Borçlu L. … Ltd.Şti. temyiz başvurusunda; mücbir sebep olarak kabulü gereken pandemi şartları nedeniyle kiraların ödenemediğini ileri sürerek Bölge Adliye Mahkemesi kararının bozulmasını istemiştir.
C. Gerekçe
1. Uyuşmazlık ve Hukuki Nitelendirme
Uyuşmazlık; adi kiraya ve hasılat kiralarına ilişkin ilamsız icra takibinde itirazın kaldırılması ve tahliye istemine ilişkindir.
2. İlgili Hukuk
İİK md. 67., 68., 269., 269/a., 269/b., 269/c., TBK md. 583.,
3. Değerlendirme
1.Bölge Adliye Mahkemelerinin nihai kararlarının bozulması 5311 sayılı Kanun ile değişik İİK’nın 364/2. maddesi göndermesiyle uygulanması gereken HMK’nın 371. maddesinde yer alan sebeplerden birinin varlığı hâlinde mümkündür.
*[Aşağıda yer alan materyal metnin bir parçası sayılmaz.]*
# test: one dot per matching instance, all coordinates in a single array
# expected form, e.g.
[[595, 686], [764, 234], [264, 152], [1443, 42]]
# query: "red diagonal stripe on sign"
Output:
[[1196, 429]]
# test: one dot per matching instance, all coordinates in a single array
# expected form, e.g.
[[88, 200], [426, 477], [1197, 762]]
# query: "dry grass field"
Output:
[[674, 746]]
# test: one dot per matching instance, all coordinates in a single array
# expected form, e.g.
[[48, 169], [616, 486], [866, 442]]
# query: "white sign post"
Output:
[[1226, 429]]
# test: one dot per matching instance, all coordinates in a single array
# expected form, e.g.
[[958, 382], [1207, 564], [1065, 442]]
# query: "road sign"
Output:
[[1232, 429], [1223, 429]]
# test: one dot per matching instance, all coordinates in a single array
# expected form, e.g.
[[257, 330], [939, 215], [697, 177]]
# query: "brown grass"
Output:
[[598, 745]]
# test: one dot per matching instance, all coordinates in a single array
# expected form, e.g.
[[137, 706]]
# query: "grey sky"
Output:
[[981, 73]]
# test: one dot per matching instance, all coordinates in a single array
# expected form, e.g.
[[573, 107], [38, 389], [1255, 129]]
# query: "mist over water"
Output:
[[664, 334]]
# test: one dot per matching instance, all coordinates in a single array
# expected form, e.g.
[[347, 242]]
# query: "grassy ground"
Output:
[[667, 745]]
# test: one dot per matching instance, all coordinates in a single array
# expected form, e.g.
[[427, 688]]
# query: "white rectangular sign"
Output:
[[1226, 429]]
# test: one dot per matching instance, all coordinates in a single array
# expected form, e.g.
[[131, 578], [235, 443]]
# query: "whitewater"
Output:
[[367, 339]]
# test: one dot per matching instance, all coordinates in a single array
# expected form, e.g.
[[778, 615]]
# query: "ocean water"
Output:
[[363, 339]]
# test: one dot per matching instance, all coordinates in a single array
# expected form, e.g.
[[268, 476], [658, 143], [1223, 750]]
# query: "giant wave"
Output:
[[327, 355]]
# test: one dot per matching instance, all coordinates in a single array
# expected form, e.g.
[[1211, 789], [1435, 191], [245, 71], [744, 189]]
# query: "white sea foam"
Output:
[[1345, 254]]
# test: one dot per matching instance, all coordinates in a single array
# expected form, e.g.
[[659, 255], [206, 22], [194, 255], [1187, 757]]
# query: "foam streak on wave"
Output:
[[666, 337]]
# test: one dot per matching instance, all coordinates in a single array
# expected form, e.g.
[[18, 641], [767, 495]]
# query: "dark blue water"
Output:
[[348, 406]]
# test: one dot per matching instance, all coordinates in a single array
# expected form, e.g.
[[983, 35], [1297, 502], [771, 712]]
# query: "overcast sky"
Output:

2.Temyizen incelenen karar, tarafların karşılıklı iddia ve savunmalarına, dayandıkları belgelere, uyuşmazlığa uygulanması gereken hukuk kuralları ile hukuki ilişkinin nitelendirilmesine ve temyiz olunan Bölge Adliye Mahkemesi kararında yazılı gerekçelere göre usul ve kanuna uygun olup, alacaklılar ve borçlu L.. Ltd.Şti. tarafından temyiz dilekçelerinde ileri sürülen nedenler kararın bozulmasını gerektirecek nitelikte görülmemiş ve Bölge Adliye Mahkemesi kararının onanmasına karar vermek gerekmiştir.
VI. KARAR
Açıklanan sebeplerle;
Temyiz olunan Bölge Adliye Mahkemesi kararının 5311 sayılı Kanunun ile değişik İİK’nın 364/2. maddesi göndermesiyle uygulanması gereken 6100 sayılı HMK’nın 370. maddeleri uyarınca ONANMASINA,
Alınması gereken 179,90’arTL temyiz harcından, evvelce alınan harç varsa mahsubu ile eksik harcın temyiz edenlerden tahsiline,
Dosyanın İlk Derece Mahkemesine, kararın bir örneğinin Bölge Adliye Mahkemesine gönderilmesine,
30.03.2023 tarihinde oybirliğiyle karar verildi.